Here are some suggestions for advisers when working with students who disclose information to you about their disabilities:
- Emphasize the student’s strengths. Students with disabilities often have strengths in specific academic areas. Discuss these strengths with the student and plan a course schedule with these in mind. To discover areas of weakness, ask questions about specific skills like reading comprehension, writing ability, time management, and memory for details.
- Encourage students to take a balanced schedule, with more courses in the stronger areas and fewer in the weaker areas. If the student’s program calls for a course that is likely to be very challenging, suggest taking other courses in the same term that will use the student’s areas of strength. If there are instructors that you know who are top teachers, who keep office hours and welcome students, recommend their courses if the student is interested.
- Some students do better in a shorter MTW course that meets for fifty minutes. Also consider the time of day when the course meets and the number of courses in a day. Students taking medication for ADD/ADHD may prefer morning classes when their medication is at full strength, for example.
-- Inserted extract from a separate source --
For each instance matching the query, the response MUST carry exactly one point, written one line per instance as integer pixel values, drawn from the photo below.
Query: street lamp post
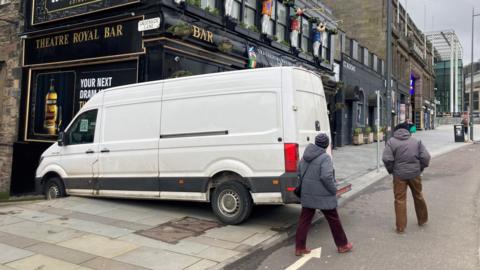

- Students who need more time to finish assignments should consider taking 12 credits instead of 15 or more. Some students can make up the other credits in Intersession and summer school. In other cases the student and family may be willing to take more than four years to graduate. The University has helped such students in the past with letters to health insurers and financial aid offices to cover a fifth year.
- Write down your suggestions for the student, even if this takes a few minutes. Students usually say that they understand so they won’t appear “dumb.”
- Remind students of resources (tutoring, time management assistance, and counseling) that may be of help to them. The Academic Advising Office can direct students to these services. Also discuss add/drop deadlines so that students can repair a bad situation, should it arise.